8. — A côté des juridictions répressives créées en Afrique, il existe un parquet chargé de mettre l'action publique en mouvement. A sa tête est un procureur d'Etat résidant à Boma ; il a des substituts à Banana et à Matadi, et des substituts suppléants. Ces magistrats ont pour tâche de surveiller leur ressort, de se mettre en communication constante avec les populations indigènes, de manière à atteindre et à poursuivre toutes les infractions. Enfin, pour faciliter et multiplier la surveillance, la qualité d'officier de police judiciaire a été conférée à un grand nombre d'agents subalternes que leurs fonctions mettent en contact suivi avec les indigènes. Le personnel de l'administration judiciaire du Bas-Congo est recruté parmi les docteurs en droit sortis des universités belges. La situation, sous ce rapport, n'est pas aussi avancée dans le Haut-Congo ; mais le Roi-Souverain vient d'approuver la création d'un personnel judiciaire spécial, initié aux choses du droit, et dont l'action devra se faire sentir sur le haut fleuve.

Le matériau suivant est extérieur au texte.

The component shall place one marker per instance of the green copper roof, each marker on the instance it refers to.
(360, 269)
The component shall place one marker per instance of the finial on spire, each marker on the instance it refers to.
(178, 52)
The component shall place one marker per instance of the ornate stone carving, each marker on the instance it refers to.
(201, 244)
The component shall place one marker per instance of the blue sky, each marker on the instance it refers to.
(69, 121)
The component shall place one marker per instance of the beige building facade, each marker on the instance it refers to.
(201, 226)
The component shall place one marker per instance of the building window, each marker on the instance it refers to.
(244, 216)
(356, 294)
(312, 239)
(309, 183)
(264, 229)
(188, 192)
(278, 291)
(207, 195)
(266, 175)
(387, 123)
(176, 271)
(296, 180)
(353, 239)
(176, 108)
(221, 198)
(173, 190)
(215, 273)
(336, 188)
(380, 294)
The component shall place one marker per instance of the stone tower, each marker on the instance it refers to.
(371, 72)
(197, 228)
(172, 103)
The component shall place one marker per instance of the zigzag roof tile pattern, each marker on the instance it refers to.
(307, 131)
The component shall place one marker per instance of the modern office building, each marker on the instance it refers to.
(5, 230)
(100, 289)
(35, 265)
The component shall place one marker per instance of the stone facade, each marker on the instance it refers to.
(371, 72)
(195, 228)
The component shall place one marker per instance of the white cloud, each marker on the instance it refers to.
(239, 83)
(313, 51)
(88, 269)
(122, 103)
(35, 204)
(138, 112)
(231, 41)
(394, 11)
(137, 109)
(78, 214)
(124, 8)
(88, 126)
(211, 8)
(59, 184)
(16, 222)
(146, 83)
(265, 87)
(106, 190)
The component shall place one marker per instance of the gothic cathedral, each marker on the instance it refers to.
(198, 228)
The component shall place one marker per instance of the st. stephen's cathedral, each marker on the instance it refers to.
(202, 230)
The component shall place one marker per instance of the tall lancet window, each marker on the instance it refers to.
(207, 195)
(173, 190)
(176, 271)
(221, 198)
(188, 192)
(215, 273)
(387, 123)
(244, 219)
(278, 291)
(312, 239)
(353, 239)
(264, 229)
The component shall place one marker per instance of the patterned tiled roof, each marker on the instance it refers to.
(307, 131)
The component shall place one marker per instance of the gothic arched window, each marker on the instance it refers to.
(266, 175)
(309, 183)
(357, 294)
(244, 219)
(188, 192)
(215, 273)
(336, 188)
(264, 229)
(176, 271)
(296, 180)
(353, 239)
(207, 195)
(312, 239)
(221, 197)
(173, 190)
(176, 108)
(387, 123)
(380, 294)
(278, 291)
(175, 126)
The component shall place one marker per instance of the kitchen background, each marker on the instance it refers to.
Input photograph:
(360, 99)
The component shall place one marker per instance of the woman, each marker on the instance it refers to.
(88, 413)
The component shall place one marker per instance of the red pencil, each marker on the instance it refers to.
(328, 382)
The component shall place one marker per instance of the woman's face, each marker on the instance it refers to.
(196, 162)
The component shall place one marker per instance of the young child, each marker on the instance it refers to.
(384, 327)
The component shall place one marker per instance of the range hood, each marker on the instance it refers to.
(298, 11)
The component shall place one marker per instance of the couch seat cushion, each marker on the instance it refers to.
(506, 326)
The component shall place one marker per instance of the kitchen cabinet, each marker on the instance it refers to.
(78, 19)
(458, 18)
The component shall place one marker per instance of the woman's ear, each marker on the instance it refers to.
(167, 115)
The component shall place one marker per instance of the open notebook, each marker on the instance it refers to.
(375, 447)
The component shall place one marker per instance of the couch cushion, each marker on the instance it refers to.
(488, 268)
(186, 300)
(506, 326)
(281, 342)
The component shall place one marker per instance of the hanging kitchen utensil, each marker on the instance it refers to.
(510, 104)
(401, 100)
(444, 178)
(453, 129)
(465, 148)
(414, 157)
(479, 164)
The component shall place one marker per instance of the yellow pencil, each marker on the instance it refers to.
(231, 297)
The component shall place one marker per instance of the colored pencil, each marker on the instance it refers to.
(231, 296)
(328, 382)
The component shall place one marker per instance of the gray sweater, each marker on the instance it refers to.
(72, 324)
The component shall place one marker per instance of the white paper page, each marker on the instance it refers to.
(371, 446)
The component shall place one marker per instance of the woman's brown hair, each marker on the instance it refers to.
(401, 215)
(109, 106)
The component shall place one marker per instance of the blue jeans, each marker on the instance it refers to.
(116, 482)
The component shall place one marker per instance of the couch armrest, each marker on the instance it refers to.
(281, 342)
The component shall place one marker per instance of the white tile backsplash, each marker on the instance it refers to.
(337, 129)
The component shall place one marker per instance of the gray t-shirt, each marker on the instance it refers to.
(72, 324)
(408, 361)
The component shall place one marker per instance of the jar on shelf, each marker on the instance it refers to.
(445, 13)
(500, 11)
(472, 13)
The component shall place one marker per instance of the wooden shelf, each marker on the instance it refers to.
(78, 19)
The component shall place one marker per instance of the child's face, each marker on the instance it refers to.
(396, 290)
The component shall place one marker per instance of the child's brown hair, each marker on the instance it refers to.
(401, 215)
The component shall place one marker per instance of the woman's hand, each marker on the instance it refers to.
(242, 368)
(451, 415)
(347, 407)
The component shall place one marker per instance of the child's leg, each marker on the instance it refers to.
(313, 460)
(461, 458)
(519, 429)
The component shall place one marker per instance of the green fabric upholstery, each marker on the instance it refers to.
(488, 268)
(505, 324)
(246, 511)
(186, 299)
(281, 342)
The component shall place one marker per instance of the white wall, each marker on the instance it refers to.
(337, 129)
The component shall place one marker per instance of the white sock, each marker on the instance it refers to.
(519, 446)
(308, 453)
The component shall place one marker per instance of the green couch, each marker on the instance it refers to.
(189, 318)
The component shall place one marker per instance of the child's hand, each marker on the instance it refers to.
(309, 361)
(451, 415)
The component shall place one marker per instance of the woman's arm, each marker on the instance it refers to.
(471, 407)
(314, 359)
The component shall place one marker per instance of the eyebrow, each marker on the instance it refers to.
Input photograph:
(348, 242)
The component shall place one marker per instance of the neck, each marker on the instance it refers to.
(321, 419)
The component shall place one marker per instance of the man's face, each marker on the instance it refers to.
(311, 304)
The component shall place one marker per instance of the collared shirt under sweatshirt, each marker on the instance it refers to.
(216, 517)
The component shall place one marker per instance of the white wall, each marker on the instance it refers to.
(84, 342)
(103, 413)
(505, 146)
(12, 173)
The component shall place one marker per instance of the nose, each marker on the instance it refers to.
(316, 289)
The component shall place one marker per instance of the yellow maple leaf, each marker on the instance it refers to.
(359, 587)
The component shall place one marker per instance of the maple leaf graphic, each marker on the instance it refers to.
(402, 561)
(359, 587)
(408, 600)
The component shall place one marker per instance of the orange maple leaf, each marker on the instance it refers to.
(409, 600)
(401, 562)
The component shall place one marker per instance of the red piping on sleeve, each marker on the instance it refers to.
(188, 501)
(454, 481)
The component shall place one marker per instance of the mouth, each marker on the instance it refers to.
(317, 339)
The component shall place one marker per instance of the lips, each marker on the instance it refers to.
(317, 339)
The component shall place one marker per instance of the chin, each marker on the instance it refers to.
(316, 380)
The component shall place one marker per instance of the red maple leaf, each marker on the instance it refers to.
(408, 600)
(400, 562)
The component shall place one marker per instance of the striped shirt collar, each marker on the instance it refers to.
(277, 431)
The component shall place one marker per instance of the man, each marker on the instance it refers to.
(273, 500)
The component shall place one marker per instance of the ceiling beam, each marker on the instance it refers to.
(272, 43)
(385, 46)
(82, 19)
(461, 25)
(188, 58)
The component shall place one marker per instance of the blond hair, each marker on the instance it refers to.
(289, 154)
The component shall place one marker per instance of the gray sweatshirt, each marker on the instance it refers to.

9. Législation. Le travail législatif pour le Congo est déjà fort avancé ; la législation se complète au fur et à mesure que la nécessité s'en fait sentir. Un Code pénal a été promulgué en 1886, revisé et coordonné en 1888 ; et, depuis lors, on y a ajouté quelques dispositions nouvelles dont l'expérienee démontrait l'utilité. Un décret spécial a prévu les crimes et les délits militaires. Certaines parties de la législation civile et commerciale ont été décrétées sur les contrats, l'état civil, l'expropriation pour utilité publique, l'extradition, les faillites, les mariages, les finances, les marques de fabrique, les mines, les sociétés commerciales, les monnaies, la compétence, la procédure, etc. Le législateur s'est inspiré des lois belges, adaptées à l'organisation spéciale de l'Etat indépendant. Dans les matières non encore réglées législativement, les juges congolais se guident d'après les principes généraux du droit et les coutumes locales, pour autant que ces coutumes ne soient pas en contradiction avec les principes supérieurs de la morale ou de la civilisation. Jusqu'à présent, cependant, les autorités locales n'ont pas cru devoir faire intervenir leur autorité pour régler, conformément aux lois de l'Etat, les différends entrè indigènes, relatifs à leurs intérêts privés ; ceux-ci continuent, en fait, à être jugés par les chefs locaux et conformément à leurs coutumes. Toutefois, pour les amener insensiblement à soumettre leurs contestations à l'autorité régulière, il est prescrit aux officiers du ministère public d'intervenir dans le règlement des contestations privées, et l'usage s'introduit peu à peu parmi les indigènes de recourir aux bons offices de ces magistrats.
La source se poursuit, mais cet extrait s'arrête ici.